Polissage spécial de préservation et d'épée importante : Le niveau requis pour polir les épées culturellement significatives. Seul un nombre limité de togishi dans le pays sont qualifiés pour ce travail.
Polissage spécial d'épée importante : Le plus haut niveau de qualification pour polir les trésors nationaux et les propriétés culturelles importantes. Actuellement, seulement environ plusieurs dizaines de togishi dans le pays ont atteint ce niveau.
Bien que la désignation « Bien culturel immatériel » de l'Agence des affaires culturelles ne soit pas donnée aux togishi individuels, plusieurs ont été certifiés comme « Détenteurs de l'artisanat traditionnel désigné » et fonctionnent sous la protection nationale.
On estime que 300 à 500 togishi travaillent dans le pays, avec encore moins capable de vivre entièrement du métier. Bien que la demande de polissage d'épée d'art reste stable, la longue période d'apprentissage et le faible revenu initial découragent les jeunes entrants, créant une pénurie sérieuse de successeurs.

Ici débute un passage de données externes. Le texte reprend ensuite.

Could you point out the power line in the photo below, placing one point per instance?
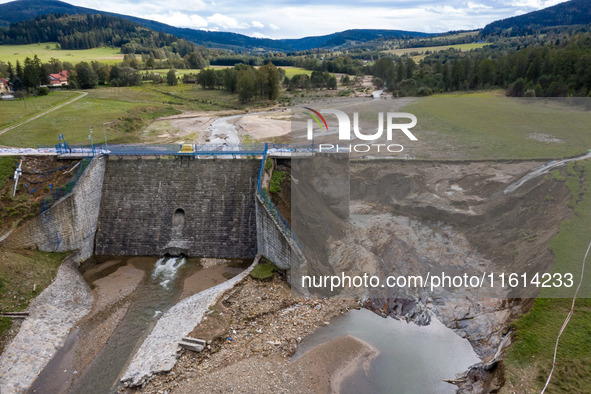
(572, 308)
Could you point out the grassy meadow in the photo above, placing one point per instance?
(529, 359)
(47, 50)
(130, 109)
(12, 112)
(483, 126)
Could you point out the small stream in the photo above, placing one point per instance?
(412, 359)
(155, 295)
(166, 281)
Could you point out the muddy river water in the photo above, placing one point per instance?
(412, 359)
(165, 281)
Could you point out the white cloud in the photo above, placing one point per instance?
(477, 6)
(309, 18)
(226, 22)
(177, 18)
(257, 34)
(536, 4)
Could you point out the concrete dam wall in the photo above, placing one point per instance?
(68, 225)
(201, 208)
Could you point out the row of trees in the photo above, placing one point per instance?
(557, 68)
(246, 81)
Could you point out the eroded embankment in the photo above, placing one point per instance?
(419, 217)
(51, 317)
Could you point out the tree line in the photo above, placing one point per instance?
(560, 67)
(245, 80)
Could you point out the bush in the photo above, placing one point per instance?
(276, 181)
(263, 271)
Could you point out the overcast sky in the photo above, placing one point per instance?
(299, 18)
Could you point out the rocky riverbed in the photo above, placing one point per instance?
(251, 332)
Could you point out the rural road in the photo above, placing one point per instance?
(82, 94)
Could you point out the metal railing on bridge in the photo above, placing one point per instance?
(59, 192)
(65, 150)
(266, 199)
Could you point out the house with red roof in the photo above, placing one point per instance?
(59, 79)
(4, 85)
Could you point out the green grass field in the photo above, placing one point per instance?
(473, 127)
(10, 53)
(18, 110)
(130, 109)
(289, 71)
(529, 359)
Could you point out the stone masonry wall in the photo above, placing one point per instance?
(68, 225)
(272, 242)
(212, 202)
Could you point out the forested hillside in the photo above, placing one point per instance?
(574, 12)
(91, 31)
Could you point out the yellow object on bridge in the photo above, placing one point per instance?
(187, 148)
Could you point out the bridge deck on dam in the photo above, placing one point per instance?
(201, 208)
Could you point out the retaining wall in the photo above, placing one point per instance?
(68, 225)
(201, 208)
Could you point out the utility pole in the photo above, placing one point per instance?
(105, 132)
(90, 138)
(17, 174)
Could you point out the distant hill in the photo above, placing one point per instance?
(573, 12)
(22, 10)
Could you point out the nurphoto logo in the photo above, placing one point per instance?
(344, 130)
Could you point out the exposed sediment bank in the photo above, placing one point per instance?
(159, 351)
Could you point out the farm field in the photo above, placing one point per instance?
(536, 331)
(480, 127)
(12, 53)
(18, 110)
(130, 109)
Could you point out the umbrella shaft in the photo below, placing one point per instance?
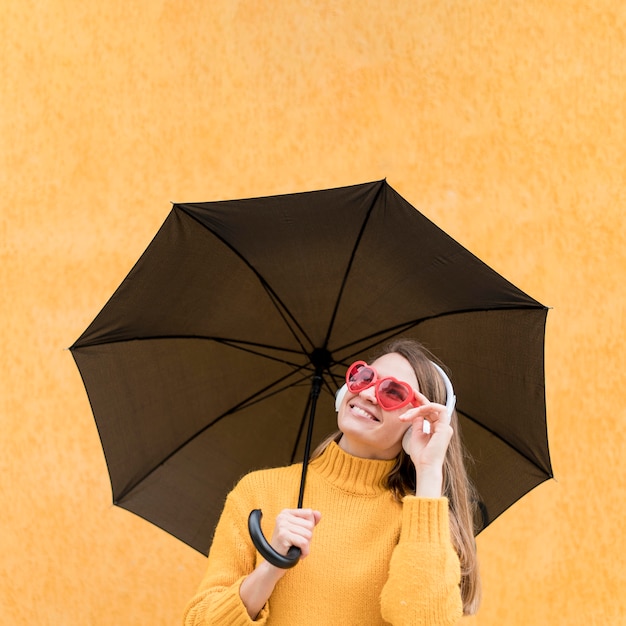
(316, 386)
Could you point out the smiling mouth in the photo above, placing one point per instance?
(363, 413)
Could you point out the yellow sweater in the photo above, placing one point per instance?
(373, 560)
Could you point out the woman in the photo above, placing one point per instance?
(390, 537)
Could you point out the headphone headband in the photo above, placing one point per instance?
(450, 397)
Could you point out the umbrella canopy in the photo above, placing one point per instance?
(199, 367)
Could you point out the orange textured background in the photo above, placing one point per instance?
(504, 122)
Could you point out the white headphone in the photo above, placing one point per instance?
(450, 401)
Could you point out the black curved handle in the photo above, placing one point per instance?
(263, 546)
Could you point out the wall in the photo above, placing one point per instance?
(501, 121)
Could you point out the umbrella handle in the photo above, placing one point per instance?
(263, 546)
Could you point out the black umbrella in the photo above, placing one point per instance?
(208, 360)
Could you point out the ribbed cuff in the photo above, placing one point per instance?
(425, 520)
(229, 609)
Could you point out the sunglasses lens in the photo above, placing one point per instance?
(392, 394)
(360, 376)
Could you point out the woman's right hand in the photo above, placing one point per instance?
(294, 527)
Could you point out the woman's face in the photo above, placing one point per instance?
(368, 430)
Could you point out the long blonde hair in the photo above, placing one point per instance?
(456, 484)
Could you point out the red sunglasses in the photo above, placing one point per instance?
(390, 393)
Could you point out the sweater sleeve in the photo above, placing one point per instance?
(231, 559)
(423, 586)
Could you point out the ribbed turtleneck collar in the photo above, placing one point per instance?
(350, 473)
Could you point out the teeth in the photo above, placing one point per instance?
(363, 413)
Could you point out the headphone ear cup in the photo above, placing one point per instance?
(341, 392)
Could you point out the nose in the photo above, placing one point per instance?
(369, 394)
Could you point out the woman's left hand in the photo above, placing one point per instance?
(428, 450)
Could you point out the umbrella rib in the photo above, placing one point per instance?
(404, 326)
(280, 306)
(534, 462)
(254, 398)
(350, 263)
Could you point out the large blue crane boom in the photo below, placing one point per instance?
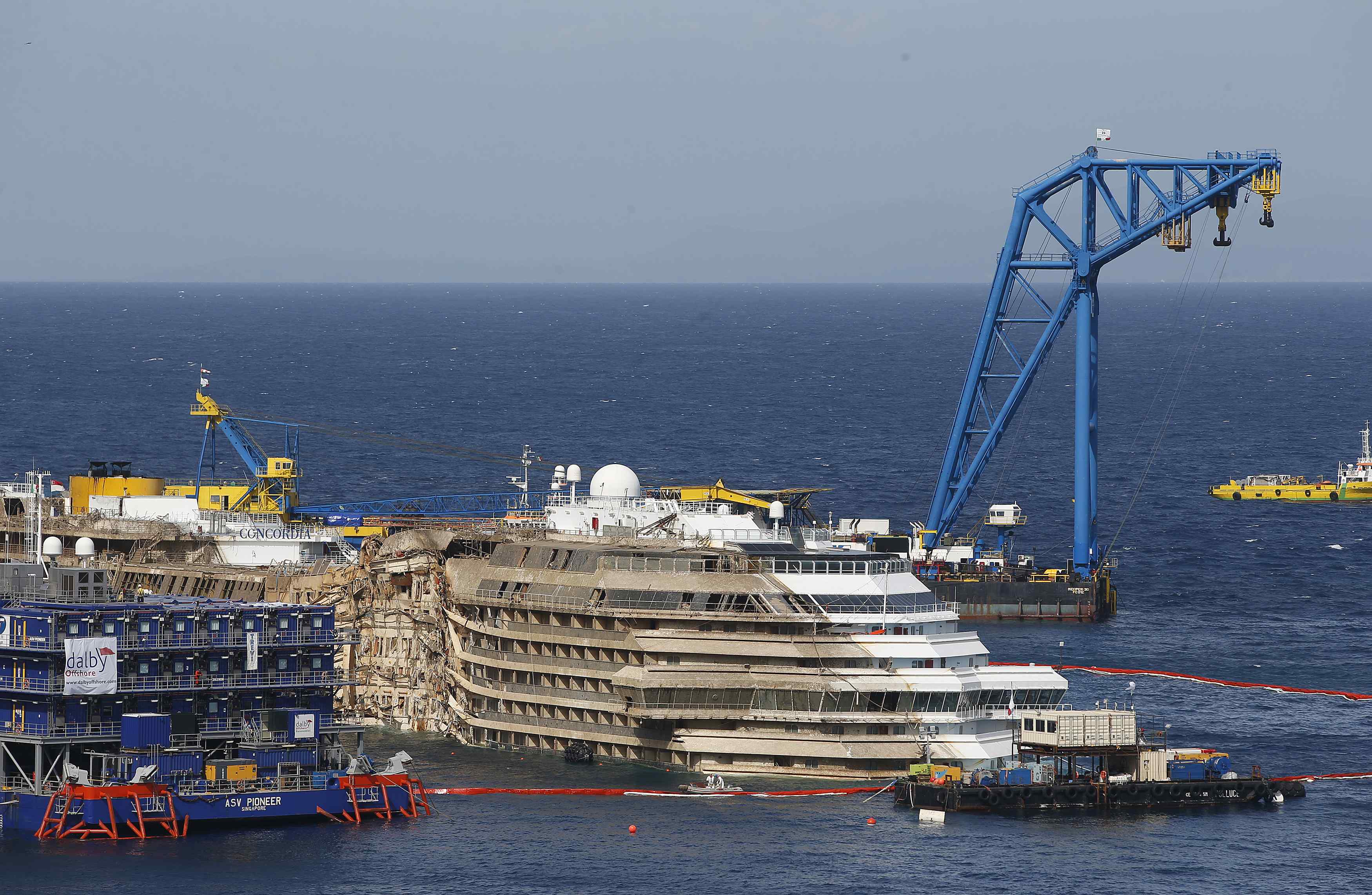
(1136, 214)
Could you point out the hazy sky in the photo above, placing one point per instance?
(644, 142)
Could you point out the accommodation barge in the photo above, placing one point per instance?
(1098, 760)
(135, 716)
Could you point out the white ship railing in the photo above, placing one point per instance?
(652, 504)
(681, 565)
(894, 610)
(835, 567)
(750, 534)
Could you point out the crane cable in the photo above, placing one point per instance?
(1207, 296)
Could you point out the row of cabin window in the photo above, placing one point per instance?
(213, 666)
(179, 625)
(889, 702)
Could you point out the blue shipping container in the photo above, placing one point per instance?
(268, 760)
(190, 764)
(1187, 771)
(140, 731)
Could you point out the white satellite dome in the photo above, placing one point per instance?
(615, 481)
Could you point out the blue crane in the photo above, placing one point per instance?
(275, 479)
(1141, 211)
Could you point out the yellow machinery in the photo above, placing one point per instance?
(110, 479)
(235, 769)
(1267, 183)
(718, 492)
(1176, 235)
(274, 488)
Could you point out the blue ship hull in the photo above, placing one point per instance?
(24, 813)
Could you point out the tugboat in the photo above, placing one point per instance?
(1355, 482)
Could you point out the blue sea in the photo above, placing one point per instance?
(847, 388)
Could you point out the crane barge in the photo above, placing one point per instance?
(1122, 206)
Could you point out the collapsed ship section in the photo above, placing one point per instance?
(715, 644)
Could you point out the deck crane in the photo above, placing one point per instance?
(274, 487)
(1138, 209)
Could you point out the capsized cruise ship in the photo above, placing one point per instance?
(689, 633)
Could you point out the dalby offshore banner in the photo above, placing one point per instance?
(93, 666)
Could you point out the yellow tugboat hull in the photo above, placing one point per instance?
(1327, 492)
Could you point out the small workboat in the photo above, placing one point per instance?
(714, 786)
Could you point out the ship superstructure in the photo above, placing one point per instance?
(704, 635)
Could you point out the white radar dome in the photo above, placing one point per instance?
(615, 481)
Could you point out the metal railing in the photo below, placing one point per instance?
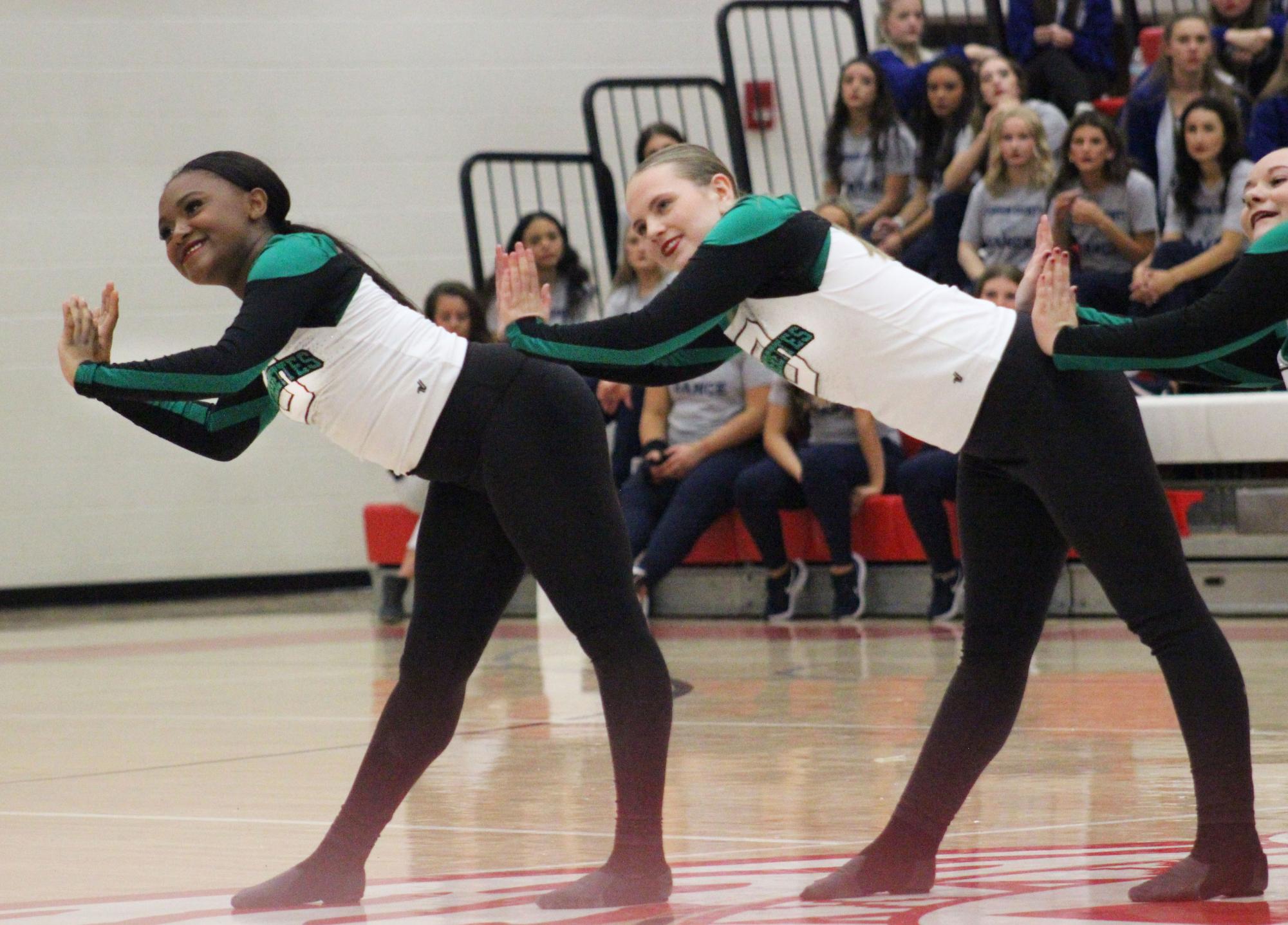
(799, 46)
(617, 109)
(499, 187)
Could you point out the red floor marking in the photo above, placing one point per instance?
(1229, 912)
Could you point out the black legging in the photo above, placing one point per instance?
(521, 477)
(1056, 459)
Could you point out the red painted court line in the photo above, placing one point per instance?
(733, 629)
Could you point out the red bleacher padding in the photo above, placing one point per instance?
(388, 528)
(879, 532)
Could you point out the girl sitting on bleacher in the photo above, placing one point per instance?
(1249, 37)
(904, 62)
(1065, 47)
(1202, 236)
(1185, 70)
(846, 458)
(943, 132)
(1104, 208)
(867, 151)
(1005, 207)
(696, 437)
(1267, 128)
(572, 294)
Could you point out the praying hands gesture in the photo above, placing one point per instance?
(88, 333)
(519, 293)
(1055, 302)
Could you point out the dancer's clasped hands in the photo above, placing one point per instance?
(88, 333)
(519, 293)
(1055, 301)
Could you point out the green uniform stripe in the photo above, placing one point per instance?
(700, 355)
(141, 380)
(642, 356)
(222, 419)
(1069, 361)
(1239, 377)
(1271, 243)
(1099, 317)
(751, 217)
(292, 256)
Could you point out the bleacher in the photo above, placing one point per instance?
(798, 47)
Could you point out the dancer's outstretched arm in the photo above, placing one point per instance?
(1244, 308)
(680, 333)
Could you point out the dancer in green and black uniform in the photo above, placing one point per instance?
(1047, 460)
(514, 450)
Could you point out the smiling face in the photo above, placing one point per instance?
(1016, 142)
(1204, 135)
(210, 227)
(1190, 46)
(1265, 199)
(998, 82)
(544, 240)
(944, 92)
(674, 214)
(904, 23)
(858, 88)
(1090, 151)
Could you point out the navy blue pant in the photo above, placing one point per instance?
(947, 229)
(925, 482)
(828, 474)
(666, 518)
(1172, 254)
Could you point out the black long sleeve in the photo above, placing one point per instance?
(1242, 319)
(761, 248)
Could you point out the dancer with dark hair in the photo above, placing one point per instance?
(325, 339)
(1046, 460)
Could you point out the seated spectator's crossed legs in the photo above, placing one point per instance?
(666, 518)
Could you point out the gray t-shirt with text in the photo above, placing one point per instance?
(698, 406)
(1002, 227)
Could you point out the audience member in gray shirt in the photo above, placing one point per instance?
(697, 436)
(1202, 236)
(1005, 207)
(1105, 209)
(848, 456)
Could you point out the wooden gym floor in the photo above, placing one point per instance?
(153, 765)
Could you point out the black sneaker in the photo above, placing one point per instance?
(392, 589)
(848, 592)
(781, 593)
(947, 597)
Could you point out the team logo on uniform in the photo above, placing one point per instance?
(993, 886)
(285, 375)
(781, 353)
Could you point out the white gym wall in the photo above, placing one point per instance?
(368, 110)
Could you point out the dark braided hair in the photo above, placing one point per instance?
(881, 117)
(250, 173)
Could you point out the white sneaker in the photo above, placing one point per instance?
(781, 593)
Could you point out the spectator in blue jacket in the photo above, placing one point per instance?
(903, 60)
(1249, 37)
(1269, 126)
(1185, 70)
(1064, 47)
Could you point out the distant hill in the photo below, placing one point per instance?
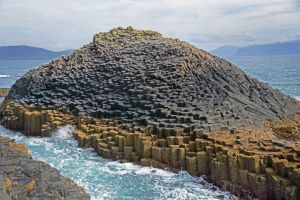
(278, 48)
(29, 53)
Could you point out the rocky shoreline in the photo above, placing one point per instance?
(24, 178)
(4, 92)
(138, 97)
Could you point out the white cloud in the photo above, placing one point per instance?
(61, 24)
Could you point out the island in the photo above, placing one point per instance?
(136, 96)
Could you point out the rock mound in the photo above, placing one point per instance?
(141, 78)
(24, 178)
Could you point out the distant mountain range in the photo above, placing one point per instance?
(278, 48)
(29, 53)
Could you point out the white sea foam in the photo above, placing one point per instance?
(4, 76)
(64, 132)
(104, 179)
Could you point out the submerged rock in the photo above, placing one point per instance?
(24, 178)
(137, 96)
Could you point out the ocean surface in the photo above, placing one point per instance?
(104, 179)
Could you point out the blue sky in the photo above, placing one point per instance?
(208, 24)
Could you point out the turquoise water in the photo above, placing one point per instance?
(282, 72)
(11, 70)
(104, 179)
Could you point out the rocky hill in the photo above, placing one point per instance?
(141, 77)
(137, 96)
(24, 178)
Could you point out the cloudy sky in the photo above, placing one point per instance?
(68, 24)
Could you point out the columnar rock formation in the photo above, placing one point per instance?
(137, 96)
(24, 178)
(4, 92)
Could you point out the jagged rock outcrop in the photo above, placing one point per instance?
(137, 96)
(24, 178)
(141, 77)
(4, 92)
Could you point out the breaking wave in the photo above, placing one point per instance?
(105, 179)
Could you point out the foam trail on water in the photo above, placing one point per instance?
(4, 76)
(105, 179)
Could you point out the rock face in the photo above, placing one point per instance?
(140, 77)
(24, 178)
(137, 96)
(4, 92)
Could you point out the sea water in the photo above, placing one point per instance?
(105, 179)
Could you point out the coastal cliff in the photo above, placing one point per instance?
(137, 96)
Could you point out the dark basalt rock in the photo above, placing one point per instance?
(141, 78)
(24, 178)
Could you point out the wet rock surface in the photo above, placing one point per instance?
(141, 78)
(24, 178)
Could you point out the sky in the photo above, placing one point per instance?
(208, 24)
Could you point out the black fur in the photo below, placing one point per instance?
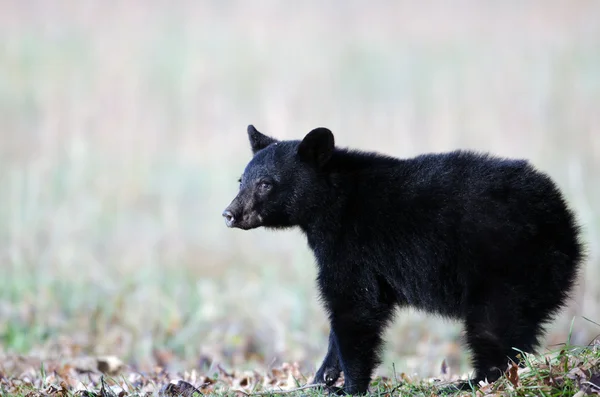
(468, 236)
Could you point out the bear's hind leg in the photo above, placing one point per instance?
(329, 372)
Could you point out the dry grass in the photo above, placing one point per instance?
(123, 133)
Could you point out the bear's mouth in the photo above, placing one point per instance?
(240, 220)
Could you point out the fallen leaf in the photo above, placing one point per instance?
(109, 365)
(513, 375)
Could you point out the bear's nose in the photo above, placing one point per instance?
(229, 218)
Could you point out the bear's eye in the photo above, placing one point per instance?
(264, 186)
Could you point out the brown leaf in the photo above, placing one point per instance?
(513, 374)
(182, 388)
(109, 365)
(106, 391)
(444, 368)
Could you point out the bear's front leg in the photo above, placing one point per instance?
(358, 333)
(330, 370)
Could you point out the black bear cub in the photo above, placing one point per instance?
(468, 236)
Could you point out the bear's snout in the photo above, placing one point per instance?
(229, 218)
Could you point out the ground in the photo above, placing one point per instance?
(570, 371)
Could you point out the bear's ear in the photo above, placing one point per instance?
(317, 146)
(258, 141)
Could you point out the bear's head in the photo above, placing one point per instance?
(282, 181)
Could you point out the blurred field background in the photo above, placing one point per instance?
(122, 135)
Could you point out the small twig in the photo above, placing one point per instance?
(268, 393)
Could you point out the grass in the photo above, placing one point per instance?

Pendant l'apprentissage, le revenu reste souvent seulement quelques dizaines de milliers de yen par mois, créant une difficulté financière prolongée tout au long de la période de 15 à 20 ans avant l'indépendance. Après l'indépendance, cependant, certains togishi gagnent des centaines de milliers à plus d'un million de yen pour polir une seule épée importante, créant une variation de revenu importante en fonction du niveau de compétences.
Alors que les collectionneurs étrangers et les enthousiastes de katanas japonaises augmentent, la demande de togishi de haut niveau reste forte. Bien que certains programmes de bourses et subventions pour le développement de successeurs soient mis en place, ils n'ont pas encore résolu la pénurie fondamentale de praticiens.